(di Carmelo Molfetta) – La (tentata) marginalizzazione della Avvocatura dai processi decisionali, segnatamente nell’ambito della amministrazione del “servizio giustizia”, rientra nel più ampio processo in atto della marginalizzazione dei “corpi intermedi”.
Da soggetto tipico e tipizzante la natura democratica della società moderna, si è passati alla loro rappresentazione di vero e proprio intralcio nei confronti dei processi decisionali.
Secondo questa visione più il potere e la sua gestione è diffuso sul territorio e più se ne rallenterebbe la velocità decisionale. Si tace sull’effetto perverso che questa visione del “governo del potere” provoca, e cioè si tace sull’affievolimento delle libertà.
E’ del tutto pacifico che l’Avvocato, gli Avvocati, l’Avvocatura, agiscono in virtù di un mandato di rappresentanza.
Attraverso il ruolo dell’Avvocato, i cittadini si rapportano con il “sistema giustizia” rivolgendo ad esso le proprie istanze di giustizia, di tutela dei propri interessi, delle proprie libertà, ed in ultima analisi reclamando nei confronti dello Stato l’adempimento, e la conseguente effettività, di uno dei doveri principali e costituzionalmente protetti: quello della amministrazione della giustizia.
Nella nostra piccola provincia, per dirla chiaramente, circa 400 mila cittadini, attraverso i circa 1500 avvocati, si rivolgono al sistema giustizia per vedersi riconosciuti i propri diritti di libertà, economici e di status.
A tutti gli effetti, dunque, l’Avvocatura, intesa essa nella sua generalità, svolge il ruolo e le funzioni tipiche di un “corpo” intermedio dello Stato.
La continua erosione di tale prerogativa costituisce la causa principale della marginalizzazione del ruolo dell’Avvocato.
Da pieno titolare del diritto di abitazione nei palazzi di giustizia, l’avvocato è diventato via via ospite indesiderato.

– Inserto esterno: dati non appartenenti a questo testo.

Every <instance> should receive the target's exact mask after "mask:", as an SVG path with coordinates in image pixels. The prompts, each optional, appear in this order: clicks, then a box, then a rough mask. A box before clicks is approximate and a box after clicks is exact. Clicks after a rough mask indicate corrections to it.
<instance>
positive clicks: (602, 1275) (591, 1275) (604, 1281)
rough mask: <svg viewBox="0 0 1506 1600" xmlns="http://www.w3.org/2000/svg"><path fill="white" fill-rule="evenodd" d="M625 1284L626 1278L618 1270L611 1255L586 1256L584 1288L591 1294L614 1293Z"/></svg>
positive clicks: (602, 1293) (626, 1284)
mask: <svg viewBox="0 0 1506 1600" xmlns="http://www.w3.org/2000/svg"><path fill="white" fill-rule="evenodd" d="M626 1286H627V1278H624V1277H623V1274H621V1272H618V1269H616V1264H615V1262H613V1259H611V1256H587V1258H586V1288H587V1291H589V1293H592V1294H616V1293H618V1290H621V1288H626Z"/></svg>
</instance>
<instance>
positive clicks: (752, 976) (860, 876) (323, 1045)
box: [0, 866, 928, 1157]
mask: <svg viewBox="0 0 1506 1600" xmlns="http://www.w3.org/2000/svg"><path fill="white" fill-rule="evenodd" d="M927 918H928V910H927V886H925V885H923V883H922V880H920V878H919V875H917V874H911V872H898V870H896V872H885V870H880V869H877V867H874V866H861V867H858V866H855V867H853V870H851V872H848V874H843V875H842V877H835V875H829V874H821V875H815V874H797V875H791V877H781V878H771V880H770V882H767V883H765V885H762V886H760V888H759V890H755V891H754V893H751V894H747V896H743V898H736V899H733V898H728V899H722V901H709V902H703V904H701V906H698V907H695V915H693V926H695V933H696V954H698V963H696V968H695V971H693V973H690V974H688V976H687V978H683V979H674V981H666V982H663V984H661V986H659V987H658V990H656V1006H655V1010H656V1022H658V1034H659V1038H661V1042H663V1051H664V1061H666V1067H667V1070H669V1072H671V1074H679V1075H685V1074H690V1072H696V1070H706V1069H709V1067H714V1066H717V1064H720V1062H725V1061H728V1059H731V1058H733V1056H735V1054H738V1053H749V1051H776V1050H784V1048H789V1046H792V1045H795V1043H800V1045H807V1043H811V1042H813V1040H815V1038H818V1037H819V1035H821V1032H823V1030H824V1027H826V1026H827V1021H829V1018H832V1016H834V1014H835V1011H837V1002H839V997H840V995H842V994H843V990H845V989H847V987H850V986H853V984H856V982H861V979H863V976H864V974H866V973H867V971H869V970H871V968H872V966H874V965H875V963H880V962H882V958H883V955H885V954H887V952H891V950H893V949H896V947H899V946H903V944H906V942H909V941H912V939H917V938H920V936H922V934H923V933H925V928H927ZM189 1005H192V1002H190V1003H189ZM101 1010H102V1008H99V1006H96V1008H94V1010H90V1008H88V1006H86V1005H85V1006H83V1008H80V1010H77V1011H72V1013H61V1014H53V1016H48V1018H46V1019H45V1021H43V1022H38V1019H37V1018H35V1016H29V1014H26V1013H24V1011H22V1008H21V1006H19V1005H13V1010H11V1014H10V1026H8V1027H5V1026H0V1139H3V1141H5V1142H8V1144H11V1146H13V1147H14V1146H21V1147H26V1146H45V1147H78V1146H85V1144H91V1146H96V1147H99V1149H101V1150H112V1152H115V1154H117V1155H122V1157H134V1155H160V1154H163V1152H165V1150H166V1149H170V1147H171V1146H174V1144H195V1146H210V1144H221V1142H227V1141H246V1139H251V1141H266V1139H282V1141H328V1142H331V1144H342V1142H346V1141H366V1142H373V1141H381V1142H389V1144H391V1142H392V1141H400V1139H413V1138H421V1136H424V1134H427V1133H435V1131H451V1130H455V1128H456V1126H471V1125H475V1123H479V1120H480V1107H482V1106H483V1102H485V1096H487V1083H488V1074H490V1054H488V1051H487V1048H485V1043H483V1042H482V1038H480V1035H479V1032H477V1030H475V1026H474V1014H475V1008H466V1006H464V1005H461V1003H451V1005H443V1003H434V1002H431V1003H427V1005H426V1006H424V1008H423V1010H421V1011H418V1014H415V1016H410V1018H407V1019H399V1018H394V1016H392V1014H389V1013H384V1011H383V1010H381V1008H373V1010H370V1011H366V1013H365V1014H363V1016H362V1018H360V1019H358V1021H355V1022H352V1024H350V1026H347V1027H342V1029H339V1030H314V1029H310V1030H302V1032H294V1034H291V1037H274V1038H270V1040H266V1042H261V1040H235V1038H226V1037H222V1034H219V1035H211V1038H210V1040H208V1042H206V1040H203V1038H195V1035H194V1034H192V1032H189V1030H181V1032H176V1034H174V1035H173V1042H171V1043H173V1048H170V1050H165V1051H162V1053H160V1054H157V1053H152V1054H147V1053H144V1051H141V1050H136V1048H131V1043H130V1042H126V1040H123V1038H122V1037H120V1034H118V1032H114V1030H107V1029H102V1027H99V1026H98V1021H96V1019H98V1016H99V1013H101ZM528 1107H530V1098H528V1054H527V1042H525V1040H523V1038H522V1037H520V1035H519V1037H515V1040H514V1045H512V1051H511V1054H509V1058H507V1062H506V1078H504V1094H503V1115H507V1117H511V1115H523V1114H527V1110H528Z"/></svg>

Va altresì sottolineato, autocriticamente, che in virtù di una malintesa idea elitaria del ruolo dell’avvocato, ormai superata dai tempi, semmai essa è effettivamente esistita, oggi resiste quella corporativa, che è marginalizzata dal sistema decisionale della erogazione del “servizio giustizia”. E’ del tutto intuitivo, e anche conseguenziale, che privilegiando la funzione personale e singola della professione, che rimane comunque la massima espressione delle professioni liberali, correndo i nostri tempi, si resta fuori dai processi decisionali.
COVID 19 ha definitivamente fatto emergere tutte le contraddizioni del rapporto di forza tra i soggetti in campo.
Nell’ambito del confronto tra i soggetti in campo, acquista un certo rilievo l’accusa rivolta agli avvocati di avere “inopinatamente richiesto un indiscriminato ampliamento del lavoro in presenza”.
In questo momento non interessa tanto la veridicità di tale affermazione, essendo noto invece che gli avvocati, difendendo milioni di cittadini, molti di questi sindacalizzati, chiedono la graduale normalizzazione della attività giurisdizionale, quanto, piuttosto l’idea che in controluce traspare da quella affermazione.
Con quella presa di posizione si vuole rivendicare il titolo di primario detentore del ruolo di erogatore del servizio giustizia, con ciò appropriandosi anche del ruolo e delle funzioni di “corpo intermedio” dell’avvocatura, che invece è essenziale per lo svolgimento di tutta la funzione giurisdizionale a pari titolo di tutti gli altri soggetti coinvolti, peraltro ignorando che non sono pochi i pubblici dipendenti che chiedono a gran voce di voler rientrare in servizio presso i propri uffici (al netto di tutte le cautele si intende).
Sicché avviene che al cospetto della crisi sanitaria ed economica provocata da COVID 19 si tende ad ascoltare meno le ragioni dell’altro.
E nel mentre tutto il resto del mondo del lavoro in ogni settore, riparte con intelligenza e con la dovuta cautela, il mondo della giustizia rimane al palo sacrificando i diritti e gli interessi di milioni di cittadini.
In questo senso vanno giudicati positivamente tutti gli sforzi che l’associazionismo della avvocatura, al netto della legittima dialettica interna ad esse, sta ponendo in essere per rappresentare le difficoltà emerse alla ricerca, non solo di adeguate soluzioni, ma anche perché sia ribadito il principio di diritto di forza rappresentativa paritaria all’interno del sistema giustizia.